BALTHUS |
J’ai vécu mes premières
années dans une rue de Boulogne-sur-Mer dont le nom, seulement maintenant, plus
d’un demi-siècle plus tard, évoque autre chose que ces associations qui forment
le fond ensommeillé, parfois plein de poésie, des esprits encore mal contrôlés
que sont les esprits d’enfance.
Ernest Hamy, cet élément de signalétique que je recopiais
avec ma date de naissance sur les étiquettes de mes cahiers d’écolier, n’était pour
moi qu’une séquence graphique intellectuellement vide qui, même plus tard, lorsque je fus devenu
moins ignorant et alors même que les hasards de l’existence m’eurent conduit à
m’installer à deux pas du beau manoir du
Waast qui fut la résidence d’été de mon lointain compatriote, me laissa sans
curiosité. Stupidement, ma pensée le rangeait parmi les vieilles notabilités,
sans histoire et sans gloire.
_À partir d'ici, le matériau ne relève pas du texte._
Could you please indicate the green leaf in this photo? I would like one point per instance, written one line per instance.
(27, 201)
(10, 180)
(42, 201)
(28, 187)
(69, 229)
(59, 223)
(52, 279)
Pourtant Hamy fut dans la seconde moitié du XIX ème
siècle, un de ces enfants de Boulogne que son époque et son tempérament généreux
portèrent, pour reprendre les mots merveilleux de Montaigne à embrasser l’univers comme sa ville, à jeter
ses connaissances, sa société, ses affections à tout le genre humain,
persuadé aussi qu’il était, comme nombre de ses contemporains éclairés, des
indiscutables bienfaits de la science, des sciences devrais-je dire, et de la
marche irrésistible, juste un peu ralentie parfois, du Progrès.